Lectura del santo evangelio según san Marcos (10,1-12)

En aquel tiempo, se fue Jesús al territorio de Judea y Transjordania, y de nuevo se le fue acercando la gente; él los estuvo enseñando, como era su costumbre. Se acercaron también unos fariseos y le preguntaron, para ponerlo a prueba: «¿Le es lícito a un hombre divorciarse de su esposa?»

Él les respondió: «¿Qué les prescribió Moisés?» Ellos contestaron: «Moisés nos permitió el divorcio mediante la entrega de un acta de divorcio a la esposa». Jesús les dijo: «Moisés prescribió esto, debido a la dureza del corazón de ustedes. Pero desde el principio, al crearlos, Dios los hizo hombre y mujer. Por eso dejará el hombre a su padre y a su madre y se unirá a su esposa y serán los dos una sola cosa. De modo que ya no son dos, sino una sola cosa.

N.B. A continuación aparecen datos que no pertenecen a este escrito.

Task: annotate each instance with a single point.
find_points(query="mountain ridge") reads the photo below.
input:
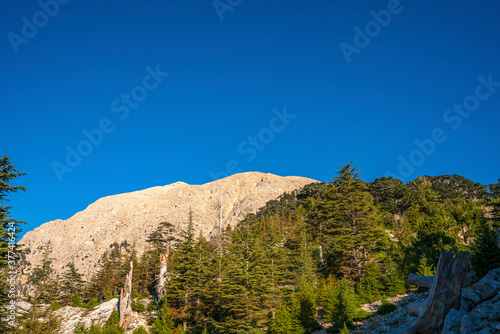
(131, 216)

Por eso, lo que Dios unió, que no lo separe el hombre».

Ya en casa, los discípulos le volvieron a preguntar sobre el asunto. Jesús les dijo: «Si uno se divorcia de su esposa y se casa con otra, comete adulterio contra la primera. Y si ella se divorcia de su marido y se casa con otro, comete adulterio».

Palabra del Señor

No solamente hoy, también en aquel tiempo (v. 1), el divorcio era motivo de discusiones, malos entendidos, elucubraciones y justificaciones sin fundamento. Jesús se enfrentó a una práctica que era consecuencia de la dureza del corazón (v. 5) y que provocaba injusticias, sometimientos y desprestigio de la mujer.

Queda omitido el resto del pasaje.